Division 2 — Actions by Owner of Copyright
Actions for infringement
119.
—(1)  Subject to the provisions of this Act, the owner of a copyright may bring an action for an infringement of the copyright.
(2)  Subject to the provisions of this Act, the relief that a court may grant in an action for an infringement of copyright includes an injunction (subject to such terms, if any, as the court thinks fit) and either damages or an account of profits.
(3)  Where, in an action for infringement of copyright, it is established that an infringement was committed but it is also established that, at the time of the infringement, the defendant was not aware, and had no reasonable grounds for suspecting, that the act constituting the infringement was an infringement of the copyright, the plaintiff shall not be entitled under this section to any damages against the defendant in respect of the infringement, but shall be entitled to an account of profits in respect of the infringement whether any other relief is granted under this section or not.

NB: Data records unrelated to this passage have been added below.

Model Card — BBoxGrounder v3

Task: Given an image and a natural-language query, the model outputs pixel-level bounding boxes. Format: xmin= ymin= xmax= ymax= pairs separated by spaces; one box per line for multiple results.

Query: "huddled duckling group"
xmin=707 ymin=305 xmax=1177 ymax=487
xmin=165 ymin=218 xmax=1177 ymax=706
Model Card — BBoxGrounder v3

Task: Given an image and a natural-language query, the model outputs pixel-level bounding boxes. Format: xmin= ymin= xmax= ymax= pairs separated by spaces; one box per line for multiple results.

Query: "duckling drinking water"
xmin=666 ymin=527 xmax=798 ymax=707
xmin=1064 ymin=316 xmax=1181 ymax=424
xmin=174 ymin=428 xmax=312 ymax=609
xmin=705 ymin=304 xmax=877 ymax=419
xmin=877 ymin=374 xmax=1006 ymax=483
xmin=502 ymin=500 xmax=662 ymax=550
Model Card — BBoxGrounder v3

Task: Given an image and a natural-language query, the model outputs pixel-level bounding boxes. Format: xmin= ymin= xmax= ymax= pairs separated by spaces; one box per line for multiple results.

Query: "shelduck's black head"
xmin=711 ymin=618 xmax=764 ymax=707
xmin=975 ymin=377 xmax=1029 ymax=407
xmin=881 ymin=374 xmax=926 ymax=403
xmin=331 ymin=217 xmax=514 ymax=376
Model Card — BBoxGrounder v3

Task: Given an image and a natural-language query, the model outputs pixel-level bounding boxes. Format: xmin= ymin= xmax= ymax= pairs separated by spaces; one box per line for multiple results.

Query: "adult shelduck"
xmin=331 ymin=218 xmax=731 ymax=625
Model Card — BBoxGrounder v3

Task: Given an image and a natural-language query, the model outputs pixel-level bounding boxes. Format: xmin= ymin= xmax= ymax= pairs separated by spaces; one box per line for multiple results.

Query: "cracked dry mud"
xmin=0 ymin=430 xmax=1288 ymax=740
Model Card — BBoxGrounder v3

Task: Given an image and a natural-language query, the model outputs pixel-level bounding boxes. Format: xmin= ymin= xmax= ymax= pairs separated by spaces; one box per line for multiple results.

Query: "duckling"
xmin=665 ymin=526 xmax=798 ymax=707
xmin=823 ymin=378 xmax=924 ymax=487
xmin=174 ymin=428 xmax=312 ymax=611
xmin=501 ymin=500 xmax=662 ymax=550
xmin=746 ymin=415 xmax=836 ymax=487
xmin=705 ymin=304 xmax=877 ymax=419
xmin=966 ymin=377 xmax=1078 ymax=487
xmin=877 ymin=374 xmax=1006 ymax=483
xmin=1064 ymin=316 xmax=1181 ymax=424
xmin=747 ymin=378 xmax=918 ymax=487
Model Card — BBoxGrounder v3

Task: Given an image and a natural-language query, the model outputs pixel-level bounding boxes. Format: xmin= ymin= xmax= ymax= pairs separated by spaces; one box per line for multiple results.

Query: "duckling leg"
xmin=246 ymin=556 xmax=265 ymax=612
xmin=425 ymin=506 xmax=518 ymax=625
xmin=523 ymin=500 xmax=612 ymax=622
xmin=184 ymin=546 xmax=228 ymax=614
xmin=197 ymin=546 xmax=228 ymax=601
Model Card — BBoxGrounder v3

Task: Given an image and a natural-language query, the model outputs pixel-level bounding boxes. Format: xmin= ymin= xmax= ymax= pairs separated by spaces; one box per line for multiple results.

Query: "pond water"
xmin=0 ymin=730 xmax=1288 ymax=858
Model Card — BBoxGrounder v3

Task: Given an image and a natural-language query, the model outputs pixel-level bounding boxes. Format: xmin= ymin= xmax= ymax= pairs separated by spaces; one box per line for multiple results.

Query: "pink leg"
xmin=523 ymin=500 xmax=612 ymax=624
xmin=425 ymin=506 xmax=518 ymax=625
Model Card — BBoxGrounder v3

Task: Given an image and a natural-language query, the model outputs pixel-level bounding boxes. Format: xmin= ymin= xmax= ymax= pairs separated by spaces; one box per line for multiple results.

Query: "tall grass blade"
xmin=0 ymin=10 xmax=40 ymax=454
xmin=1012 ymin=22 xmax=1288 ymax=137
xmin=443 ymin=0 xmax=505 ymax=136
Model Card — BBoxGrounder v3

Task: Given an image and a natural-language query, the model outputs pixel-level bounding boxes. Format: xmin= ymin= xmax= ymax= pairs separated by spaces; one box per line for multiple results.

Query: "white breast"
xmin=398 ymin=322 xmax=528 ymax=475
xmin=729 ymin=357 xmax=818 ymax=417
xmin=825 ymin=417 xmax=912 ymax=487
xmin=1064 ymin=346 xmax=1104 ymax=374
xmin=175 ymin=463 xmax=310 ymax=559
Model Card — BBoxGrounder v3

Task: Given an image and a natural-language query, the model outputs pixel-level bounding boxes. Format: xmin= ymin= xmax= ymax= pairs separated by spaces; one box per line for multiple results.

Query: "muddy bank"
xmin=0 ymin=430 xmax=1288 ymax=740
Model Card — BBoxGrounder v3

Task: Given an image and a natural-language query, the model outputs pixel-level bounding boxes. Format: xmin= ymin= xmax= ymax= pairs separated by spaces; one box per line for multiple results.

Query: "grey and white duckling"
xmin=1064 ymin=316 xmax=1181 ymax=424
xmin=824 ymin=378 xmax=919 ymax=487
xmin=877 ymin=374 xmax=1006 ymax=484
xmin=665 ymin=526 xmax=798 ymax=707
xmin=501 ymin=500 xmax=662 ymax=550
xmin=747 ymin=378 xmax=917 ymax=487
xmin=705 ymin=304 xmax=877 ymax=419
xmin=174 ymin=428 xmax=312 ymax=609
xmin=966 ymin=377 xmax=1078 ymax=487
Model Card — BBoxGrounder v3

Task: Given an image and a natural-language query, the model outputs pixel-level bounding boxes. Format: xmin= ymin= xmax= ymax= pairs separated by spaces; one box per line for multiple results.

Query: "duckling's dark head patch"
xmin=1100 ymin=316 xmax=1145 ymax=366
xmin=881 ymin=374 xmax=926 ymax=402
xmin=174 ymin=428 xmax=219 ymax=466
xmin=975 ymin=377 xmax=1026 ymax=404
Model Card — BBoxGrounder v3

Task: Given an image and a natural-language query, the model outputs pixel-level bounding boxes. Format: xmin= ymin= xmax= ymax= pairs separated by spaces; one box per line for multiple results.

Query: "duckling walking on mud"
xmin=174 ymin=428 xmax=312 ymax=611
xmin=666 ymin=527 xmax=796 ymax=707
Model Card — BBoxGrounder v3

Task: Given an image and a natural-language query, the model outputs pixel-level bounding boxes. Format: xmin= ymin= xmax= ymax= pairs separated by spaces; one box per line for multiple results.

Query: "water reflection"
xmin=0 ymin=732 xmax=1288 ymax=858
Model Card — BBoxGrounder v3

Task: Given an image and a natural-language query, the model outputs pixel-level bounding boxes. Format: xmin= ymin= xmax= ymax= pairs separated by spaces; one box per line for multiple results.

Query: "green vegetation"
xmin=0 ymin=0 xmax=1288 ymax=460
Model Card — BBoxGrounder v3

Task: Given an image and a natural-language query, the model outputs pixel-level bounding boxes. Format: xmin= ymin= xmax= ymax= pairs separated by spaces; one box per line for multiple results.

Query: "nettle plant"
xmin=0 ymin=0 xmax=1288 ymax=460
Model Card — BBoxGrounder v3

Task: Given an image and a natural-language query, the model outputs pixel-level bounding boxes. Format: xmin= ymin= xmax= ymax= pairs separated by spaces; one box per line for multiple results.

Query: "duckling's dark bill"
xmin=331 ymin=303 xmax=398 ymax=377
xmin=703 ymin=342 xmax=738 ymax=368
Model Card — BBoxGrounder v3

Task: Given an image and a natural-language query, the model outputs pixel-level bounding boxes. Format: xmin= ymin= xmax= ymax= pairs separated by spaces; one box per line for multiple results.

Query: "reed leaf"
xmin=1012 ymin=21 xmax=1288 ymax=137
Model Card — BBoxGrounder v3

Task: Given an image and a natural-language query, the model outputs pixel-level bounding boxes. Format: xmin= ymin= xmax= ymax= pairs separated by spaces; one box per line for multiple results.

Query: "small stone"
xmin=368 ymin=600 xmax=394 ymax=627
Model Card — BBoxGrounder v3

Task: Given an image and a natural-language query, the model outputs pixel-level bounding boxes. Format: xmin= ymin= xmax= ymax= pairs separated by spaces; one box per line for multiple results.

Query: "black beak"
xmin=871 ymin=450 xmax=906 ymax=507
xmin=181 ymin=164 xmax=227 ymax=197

(4)  Where, in an action under this section —
(a)
an infringement of copyright is established; and
(b)
the court is satisfied that it is proper to do so, having regard to --
(i)
the flagrancy of the infringement;
(ii)
any benefit shown to have accrued to the defendant by reason of the infringement; and
(iii)
all other relevant matters,
the court may, in assessing damages for the infringement, award such additional damages as it considers appropriate in the circumstances.
Order for delivery up of infringing copies, etc.
120.
—(1)  Subject to the provisions of this Act, the court may, in addition to any relief granted under section 119 in any action for an infringement of copyright brought under that section, order any infringing copy, or any article which has been predominantly used for making infringing copies, in the possession of the defendant or before the court to be delivered up to the plaintiff.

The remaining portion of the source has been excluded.